Une contribution précieuse à la lutte des nations

L’assassinat de Cabral n’était pas la première tentative des colonialistes portugais et de leurs serviteurs de détruire le PAIGC et d’arrêter la lutte pour l’émancipation nationale et sociale des peuples de Guinée-Bissau et du Cap-Vert.

Dès la fin des années 1950 et le début des années 1960, alors que le parti s’établissait et se renforçait, « des colonialistes criminels portugais et d’autres ennemis de notre peuple ont utilisé des opportunistes pour créer de faux mouvements hors de notre territoire, pour semer la confusion dans notre lutte, pour barrer la route à notre glorieuse marche du parti », se souvient Cabral moins d’un an avant sa mort.

Dans une circulaire de mars 1972 intitulée : « Nous renforcerons notre vigilance pour dénoncer et éliminer les agents de l’ennemi, défendre le parti et la lutte, et continuer à condamner à l’échec tous les plans des criminels colonialistes portugais », le secrétaire général du PAIGC a dénoncé qu’au fil des ans « les criminels colonialistes portugais n’ont ménagé ni leurs efforts ni leur argent pour tenter d’acheter les dirigeants et les responsables du parti ».

En plus de soudoyer et de recruter des traîtres, les colonialistes ont promu des campagnes continues basées sur le racisme, le « tribalisme » et les différences religieuses, cherchant à diviser les rangs du Parti, à briser son unité et à « détruire le PAIGC de l’intérieur ». Et ils ont toujours prévu d’arrêter ou de tuer les dirigeants du Parti, en particulier le secrétaire général, car ils étaient convaincus que l’arrestation ou la mort du principal dirigeant signifierait la fin du Parti et de la lutte.

En novembre 1972, la liquidation du chef du PAIGC était l’objectif principal de la participation des colonialistes portugais et de leurs laquais à l’invasion de la République de Guinée, dans le cadre de l’opération Mar Verde, organisée au plus haut niveau par le gouvernement fasciste et colonialiste du Portugal.

Les colonialistes fascistes n’ont jamais renoncé à décapiter le PAIGC jusqu’à ce que le chef soit frappé d’incapacité physique le 20 janvier 1973, dans le but d’arrêter la lutte de libération des peuples de Guinée-Bissau et du Cap-Vert.
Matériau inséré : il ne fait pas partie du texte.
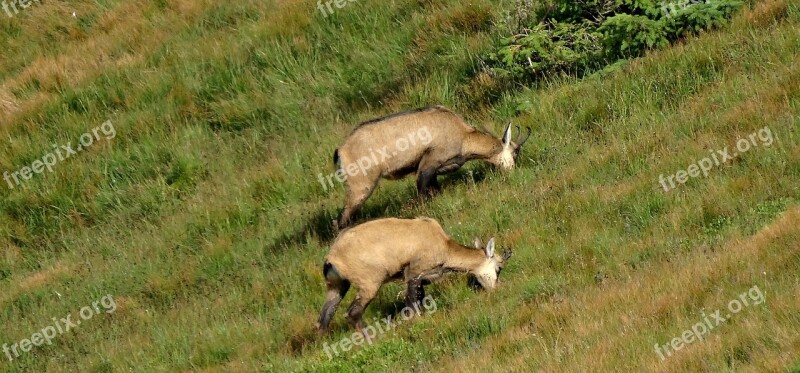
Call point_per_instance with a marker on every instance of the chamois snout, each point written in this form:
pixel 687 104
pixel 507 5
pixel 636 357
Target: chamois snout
pixel 507 157
pixel 488 273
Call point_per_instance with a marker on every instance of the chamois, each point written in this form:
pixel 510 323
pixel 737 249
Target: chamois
pixel 428 142
pixel 414 251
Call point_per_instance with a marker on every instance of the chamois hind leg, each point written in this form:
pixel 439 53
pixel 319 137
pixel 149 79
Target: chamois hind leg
pixel 358 189
pixel 356 310
pixel 337 288
pixel 414 295
pixel 426 180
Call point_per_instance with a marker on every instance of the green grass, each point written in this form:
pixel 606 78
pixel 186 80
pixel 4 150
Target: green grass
pixel 205 220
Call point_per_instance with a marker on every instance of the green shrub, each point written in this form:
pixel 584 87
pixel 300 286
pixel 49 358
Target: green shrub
pixel 578 36
pixel 625 35
pixel 545 48
pixel 698 17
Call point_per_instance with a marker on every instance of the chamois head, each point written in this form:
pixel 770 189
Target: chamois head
pixel 507 157
pixel 487 273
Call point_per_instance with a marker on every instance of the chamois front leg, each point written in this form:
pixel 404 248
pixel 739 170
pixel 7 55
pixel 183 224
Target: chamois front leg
pixel 336 291
pixel 427 184
pixel 414 294
pixel 356 310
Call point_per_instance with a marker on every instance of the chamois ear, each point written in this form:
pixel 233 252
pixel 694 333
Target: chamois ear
pixel 507 135
pixel 489 249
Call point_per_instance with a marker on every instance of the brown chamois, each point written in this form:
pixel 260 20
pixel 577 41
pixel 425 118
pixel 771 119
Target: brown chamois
pixel 414 251
pixel 429 142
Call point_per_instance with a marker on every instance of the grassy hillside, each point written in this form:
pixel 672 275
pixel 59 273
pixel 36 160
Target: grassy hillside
pixel 204 219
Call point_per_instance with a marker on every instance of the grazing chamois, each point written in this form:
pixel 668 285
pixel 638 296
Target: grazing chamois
pixel 428 142
pixel 415 251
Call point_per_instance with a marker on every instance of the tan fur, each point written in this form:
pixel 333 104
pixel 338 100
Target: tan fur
pixel 414 251
pixel 452 143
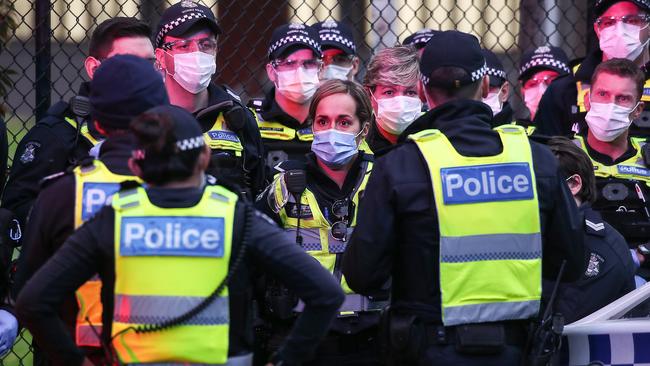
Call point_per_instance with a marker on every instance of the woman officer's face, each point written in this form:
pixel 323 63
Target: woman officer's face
pixel 338 111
Mais leurs efforts furent vains, comme l’histoire l’a montré.

Aujourd’hui, l’héritage d’Amílcar Cabral, révolutionnaire, patriote et internationaliste, est une contribution précieuse à la lutte des peuples pour la liberté, la souveraineté et l’indépendance, pour le progrès social, ainsi qu’un héritage de ceux qui ont combattu le régime fasciste et colonialiste portugais. .

Carlos Lopes Pereira

Voir « African Liberation Struggles Powered Portugal’s April 1974 Revolution » sur workers.org/2016/06/25639/.

L’auteur, ancien membre du secrétariat du Parti africain pour l’indépendance de la Guinée-Bissau et du Cap-Vert (PAIGC), écrit sur les événements africains pour Avante, le journal du Parti communiste portugais. Traduction : John Catalinotto.